The checklist is updated for ATO 2019!
All Things Open 2018 (ATO 2018), a premier open source conference, will open its doors on October 21st 2018 in the Raleigh Convention Center, in the heart of North Carolina’s capital.
I will be giving a double session on October 22nd, titled Big Data Made Easy With a Spark. As you can easily imagine, I am going to speak Big Data, Java, and Spark. If you are interested in those topics, come over and have fun and get a chance to win a copy of Spark in Action, second edition.
The promise of this session is:
In this hands-on session, you will learn how to do a full Big Data scenario from ingestion to publication. You will see how we can use Java and Apache Spark to ingest data, perform some transformations, save the data. You will then perform a second lab where you will run your very first Machine Learning algorithm!
As you can see in the title, it’s a hands-on tutorial. It means, you will have to do things on your own! Don’t think it’s this kind of lessons where you just have a seat and listen…
However, seriously, to make things smoother, read this quick article and try to have the material downloaded and installed.
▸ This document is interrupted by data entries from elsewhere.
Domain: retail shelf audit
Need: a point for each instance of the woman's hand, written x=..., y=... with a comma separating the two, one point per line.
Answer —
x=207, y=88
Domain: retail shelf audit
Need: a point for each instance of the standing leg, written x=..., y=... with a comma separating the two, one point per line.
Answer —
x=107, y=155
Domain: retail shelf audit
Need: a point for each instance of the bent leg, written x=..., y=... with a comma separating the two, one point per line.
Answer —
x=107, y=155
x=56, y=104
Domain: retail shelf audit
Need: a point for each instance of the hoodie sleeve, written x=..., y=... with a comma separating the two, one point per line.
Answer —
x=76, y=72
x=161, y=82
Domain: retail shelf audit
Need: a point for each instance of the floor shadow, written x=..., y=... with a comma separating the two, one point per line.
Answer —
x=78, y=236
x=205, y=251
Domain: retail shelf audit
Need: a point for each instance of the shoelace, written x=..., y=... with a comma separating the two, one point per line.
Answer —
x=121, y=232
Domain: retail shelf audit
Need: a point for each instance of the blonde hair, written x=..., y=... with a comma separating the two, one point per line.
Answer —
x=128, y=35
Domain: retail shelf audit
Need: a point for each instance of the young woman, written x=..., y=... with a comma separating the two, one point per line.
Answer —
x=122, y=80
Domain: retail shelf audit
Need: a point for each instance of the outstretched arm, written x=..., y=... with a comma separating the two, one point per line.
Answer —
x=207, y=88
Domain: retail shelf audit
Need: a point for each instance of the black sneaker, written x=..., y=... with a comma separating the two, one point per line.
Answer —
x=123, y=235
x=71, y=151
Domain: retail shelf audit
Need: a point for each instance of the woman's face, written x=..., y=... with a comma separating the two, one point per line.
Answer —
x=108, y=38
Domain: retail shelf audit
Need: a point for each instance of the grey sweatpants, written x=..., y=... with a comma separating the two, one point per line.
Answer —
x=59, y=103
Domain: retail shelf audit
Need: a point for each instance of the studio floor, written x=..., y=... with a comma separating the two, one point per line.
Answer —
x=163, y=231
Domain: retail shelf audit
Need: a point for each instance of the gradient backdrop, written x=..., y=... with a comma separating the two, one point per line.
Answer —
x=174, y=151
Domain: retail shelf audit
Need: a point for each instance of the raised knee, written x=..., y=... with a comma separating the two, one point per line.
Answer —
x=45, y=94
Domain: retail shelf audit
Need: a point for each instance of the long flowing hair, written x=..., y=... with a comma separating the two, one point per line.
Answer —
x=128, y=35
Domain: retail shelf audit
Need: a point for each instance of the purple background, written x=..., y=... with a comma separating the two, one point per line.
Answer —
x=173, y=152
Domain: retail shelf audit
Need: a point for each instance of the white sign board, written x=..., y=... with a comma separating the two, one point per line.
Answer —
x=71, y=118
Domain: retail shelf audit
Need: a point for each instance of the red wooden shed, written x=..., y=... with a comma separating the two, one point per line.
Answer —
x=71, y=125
It will simplify our work!
Prerequisites
Make sure:
- You have administrator access to your machine.
- You have the right to install stuff on your machine.
Material to download & install
- You will need a JDK (Java Development Kit) v8 on your machine, you can download at http://bit.ly/javadk8 (or https://www.oracle.com/technetwork/java/javase/downloads/jdk8-downloads-2133151.html). Note that I will only use JDK 8 in this tutorial. Unfortunately, I will not be able to support any other version of Java, yes, I still like Java 8.
- To ease our development experience, I will use Eclipse as my IDE. I am not opposed to other products, however I will not be able to support any other IDE or Eclipse prior to Oxygen (Eclipse 4.7). You can download Eclipse at https://www.eclipse.org/downloads/packages/. On my side, I will use Eclipse 2019-09 on stage.
- Nice to have but not required: Maven, SourceTree, or git on the command line.
Source code
Lab #1 – file ingestion
The code can be downloaded from the examples of my book Spark in Action, second edition. Go to: https://github.com/jgperrin/net.jgp.books.spark.ch01.
Lab #2 – a bit of analytics
This example is in chapter 15, where I speak about aggregations. Logically, you can access the code at: https://github.com/jgperrin/net.jgp.books.spark.ch15.
Lab #3 – an even smaller bit of AI (artificial intelligence)
This example is not in the book (and will never be). Chapter 99 is the secret bonus chapter with extra stuff). You can download from GitHub at at: https://github.com/jgperrin/net.jgp.books.spark.ch99.
Slides
The 2018 slides are available SlideShare. 2019 slides will be added after the 2019 conference.
https://www.slideshare.net/jgperrin/big-data-made-easy-with-a-spark/jgperrin/big-data-made-easy-with-a-spark
Please share your feedback in the comments below or via Twitter, my handle is @jgperrin.
Update
- 2018-10-24 slides and link to slides added.